When our alternative hypothesis is a statement about the test statistic being positive or negative, we calculate a one-sided p-value as the proportion of permutations with a value of the statistic at least as large as the observed one. In case our alternative hypothesis says that the test statistic is different than zero, we calculate a two-sided p-value as the proportion of permutations with an absolute value of the statistic at least as large as the observed one.

We can calculate the two-sided p-value from the permutation test on the previous example:

p_value_Cor <- (sum(corPerm>=corObserved)+1)/length(corPerm)
p_value_Cor
## [1] 1e-04

Above, we measure the area under the histogram of permutation values above the empirical one as our estimation of the p-value. We add 1 to the numerator to give an upper bound to p, so it is never zero because there is always some chance that our test statistic can be measured for some permutation. If you look at the histogram we plotted earlier, there wasn’t even one case of a permutation with a correlation above the observed one, hence the very low p-value.

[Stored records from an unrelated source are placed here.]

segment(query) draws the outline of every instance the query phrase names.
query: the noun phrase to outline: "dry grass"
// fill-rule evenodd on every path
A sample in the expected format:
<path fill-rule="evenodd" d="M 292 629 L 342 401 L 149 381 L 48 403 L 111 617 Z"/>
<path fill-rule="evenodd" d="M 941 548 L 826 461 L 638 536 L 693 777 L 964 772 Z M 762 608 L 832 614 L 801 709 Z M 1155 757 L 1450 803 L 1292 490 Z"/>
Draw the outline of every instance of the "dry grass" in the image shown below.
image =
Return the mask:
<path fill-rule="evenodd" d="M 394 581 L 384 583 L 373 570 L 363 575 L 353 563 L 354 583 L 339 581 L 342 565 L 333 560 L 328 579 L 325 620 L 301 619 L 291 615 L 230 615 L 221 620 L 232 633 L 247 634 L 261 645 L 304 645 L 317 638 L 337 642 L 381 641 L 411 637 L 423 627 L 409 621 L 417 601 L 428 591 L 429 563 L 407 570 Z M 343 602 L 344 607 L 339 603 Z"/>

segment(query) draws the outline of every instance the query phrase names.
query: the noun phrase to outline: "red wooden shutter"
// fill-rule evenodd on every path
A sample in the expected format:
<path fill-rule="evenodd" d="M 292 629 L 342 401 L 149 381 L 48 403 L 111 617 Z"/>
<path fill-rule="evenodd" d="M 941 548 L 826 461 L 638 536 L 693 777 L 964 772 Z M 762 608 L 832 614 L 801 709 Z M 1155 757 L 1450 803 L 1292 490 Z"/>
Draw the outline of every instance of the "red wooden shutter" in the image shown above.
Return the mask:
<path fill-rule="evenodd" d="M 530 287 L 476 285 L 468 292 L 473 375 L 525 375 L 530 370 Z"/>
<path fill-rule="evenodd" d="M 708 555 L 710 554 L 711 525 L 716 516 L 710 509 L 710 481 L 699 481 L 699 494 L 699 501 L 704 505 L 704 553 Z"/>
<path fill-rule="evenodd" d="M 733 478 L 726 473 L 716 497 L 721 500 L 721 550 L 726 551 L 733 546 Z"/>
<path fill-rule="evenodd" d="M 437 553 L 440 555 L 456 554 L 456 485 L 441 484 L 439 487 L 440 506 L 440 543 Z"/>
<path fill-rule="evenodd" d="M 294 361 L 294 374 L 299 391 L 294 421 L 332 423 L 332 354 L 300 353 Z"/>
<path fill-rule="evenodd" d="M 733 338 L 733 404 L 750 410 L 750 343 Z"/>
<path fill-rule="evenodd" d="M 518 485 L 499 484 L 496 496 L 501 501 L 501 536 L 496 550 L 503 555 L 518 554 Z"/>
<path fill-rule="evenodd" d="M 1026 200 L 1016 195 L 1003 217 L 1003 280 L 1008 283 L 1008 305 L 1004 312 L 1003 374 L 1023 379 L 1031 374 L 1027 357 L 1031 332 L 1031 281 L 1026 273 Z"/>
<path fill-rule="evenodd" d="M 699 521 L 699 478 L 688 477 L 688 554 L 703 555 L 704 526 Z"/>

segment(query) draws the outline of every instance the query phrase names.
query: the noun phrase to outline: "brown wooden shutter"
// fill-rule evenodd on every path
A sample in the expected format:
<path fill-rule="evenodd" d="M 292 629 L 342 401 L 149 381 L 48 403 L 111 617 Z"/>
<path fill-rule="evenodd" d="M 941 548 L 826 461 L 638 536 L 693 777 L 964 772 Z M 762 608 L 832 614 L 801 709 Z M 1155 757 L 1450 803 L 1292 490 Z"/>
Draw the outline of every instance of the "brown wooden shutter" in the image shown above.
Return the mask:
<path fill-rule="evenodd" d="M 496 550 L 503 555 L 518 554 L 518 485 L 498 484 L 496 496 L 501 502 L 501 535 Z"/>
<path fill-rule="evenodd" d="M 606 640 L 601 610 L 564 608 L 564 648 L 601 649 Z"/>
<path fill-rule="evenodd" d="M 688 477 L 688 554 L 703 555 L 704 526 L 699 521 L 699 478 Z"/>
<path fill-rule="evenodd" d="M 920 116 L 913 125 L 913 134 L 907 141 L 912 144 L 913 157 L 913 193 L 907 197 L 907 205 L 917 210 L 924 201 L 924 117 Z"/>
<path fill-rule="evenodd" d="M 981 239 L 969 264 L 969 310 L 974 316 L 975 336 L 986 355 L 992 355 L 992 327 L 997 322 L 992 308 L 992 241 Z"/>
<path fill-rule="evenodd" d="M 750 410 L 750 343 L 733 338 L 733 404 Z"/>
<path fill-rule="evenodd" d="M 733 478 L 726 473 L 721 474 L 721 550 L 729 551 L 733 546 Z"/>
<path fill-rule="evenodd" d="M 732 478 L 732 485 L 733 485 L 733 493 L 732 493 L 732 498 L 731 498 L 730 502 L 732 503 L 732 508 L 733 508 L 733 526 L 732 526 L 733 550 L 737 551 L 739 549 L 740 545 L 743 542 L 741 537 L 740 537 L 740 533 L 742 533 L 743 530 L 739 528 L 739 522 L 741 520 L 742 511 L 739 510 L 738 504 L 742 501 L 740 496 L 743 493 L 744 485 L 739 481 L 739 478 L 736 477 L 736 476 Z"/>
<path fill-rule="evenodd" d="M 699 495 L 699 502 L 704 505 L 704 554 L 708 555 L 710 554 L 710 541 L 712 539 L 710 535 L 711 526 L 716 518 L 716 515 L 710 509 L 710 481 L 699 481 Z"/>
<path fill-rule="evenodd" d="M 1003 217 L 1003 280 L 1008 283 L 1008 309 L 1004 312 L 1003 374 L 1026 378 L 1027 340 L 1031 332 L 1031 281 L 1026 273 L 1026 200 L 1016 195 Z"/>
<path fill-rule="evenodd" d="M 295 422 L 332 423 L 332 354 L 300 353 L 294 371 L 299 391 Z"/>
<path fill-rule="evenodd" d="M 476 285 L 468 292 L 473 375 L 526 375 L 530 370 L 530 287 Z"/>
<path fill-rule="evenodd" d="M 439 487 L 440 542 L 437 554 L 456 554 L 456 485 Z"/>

A common threshold to argue about p-values is 0.05. Many scientific communities call this a “significant” result, but the term is rather confusing because it does not mean anything about the importance of the result. If you want to be confident that your measured p is below 0.05, it is recommended to permute at least \(10000\) times so that you have enough permutations. When running some R package for statistical analysis, you will often get some p-value results in the output. Before coming to conclusions, it is important that you read the documentation to find out how it has been calculated and what are the null and alternative hypotheses. In case of doubt, it never hurts to do your own permutation tests.

Permutations here are just an example of what is called a null model. You can do the same as you did here for any null model to understand the plausibility of your empirical measurement in a random model that keeps some properties as your original data, for example correlations between independent variables in a regression model or even network properties in a random network model.